Many of us know Rodney King from two things: his 1991 videotaped beating in Los Angeles and his 1992 speech to stop riots that erupted after four of the officers who beat him were acquitted at trial. But King, who had an oversized heart, also liked to ride the waves. Surfing was a favored, if unexpected, pursuit. So, too, was skiing.

These details emerge in actor and playwright Roger Guenveur Smith's "Rodney King," an intimate, absorbing, must-see solo show that kicked off Penumbra Theatre's new season Thursday. Lit in a square with only a microphone for a prop, Smith lowers his voice as he addresses King, who, sometimes, is us. He asks probing questions, sometimes rhetorical ones, of a man whose name became synonymous with racial paroxysm.

Smith's writing is smart, sharp and stylish. It is infused with freestyle poetry. He toasts and raps in a loose show that feels like an eruption of unbridled creativity. The words are by turns raw, gritty and lyrical, and they often hold you breathless.

If Smith is totally mesmerizing in "King," it's because of his theatrical rope-a-dope style. Like Muhammad Ali, he gets into your head before delivering a blow. Smith delivers in a whisper that gets us leaning in. Then he hits, bam, with a revelation or by popping the microphone with hard consonants or, even, dropping the mic.

Smith's play is a play between head and heart, between the disturbing things that we know and what we wish for.

He goes through the biography of King, who is raised by a stern, door-knocking Jehovah's Witness mom and a father who battled his own demons before drowning. We learn of King's early brush with the law and his work-release service fighting forest fires (that firefighting metaphor is deployed to good effect). And we see him shadow boxing with addictions. He staggers as he knocks back spirits, keeping company with his girlfriend Brandy. He watches the riots, first on TV, then, disguised in a Bob Marley costume he'd bought for Halloween, from an intersection in the midst of the mayhem. We finally see him, struggling for life in his backyard pool after a drug-and-booze-fueled binge in 2012.

The production, which runs just over an hour and has a raw sound score by Marc Anthony Thompson, becomes a window into our nation's roiling soul from 20 years ago — a reflection that pushes into the present.

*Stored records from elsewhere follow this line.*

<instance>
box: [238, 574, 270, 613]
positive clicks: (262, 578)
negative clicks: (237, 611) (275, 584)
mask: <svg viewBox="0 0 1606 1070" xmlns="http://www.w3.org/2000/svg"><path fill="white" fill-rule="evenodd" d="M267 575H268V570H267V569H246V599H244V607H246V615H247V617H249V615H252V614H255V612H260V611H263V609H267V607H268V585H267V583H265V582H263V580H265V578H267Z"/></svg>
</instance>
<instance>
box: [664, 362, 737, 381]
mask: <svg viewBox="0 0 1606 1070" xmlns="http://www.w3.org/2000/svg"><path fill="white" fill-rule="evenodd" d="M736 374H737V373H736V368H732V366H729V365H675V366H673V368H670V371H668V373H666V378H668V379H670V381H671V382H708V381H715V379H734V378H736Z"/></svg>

In his twisting body we see the hurts, the incomprehensibility, the soft desire for freedom, understanding and justice. As Smith dances, there is a sense of things — closure, comprehension, common touch — being just out of reach. The actor interpolates the words of the musicians, including the Geto Boys who lambasted King for being a sissy when he asked, "Can we all get along," and Bob Marley, whose "Burnin' and Lootin' " becomes a kind of anthem in the show.

This "King," so timely and visceral, is as much a character inquiry as it is an exorcism of a scenario that the nation keeps reliving.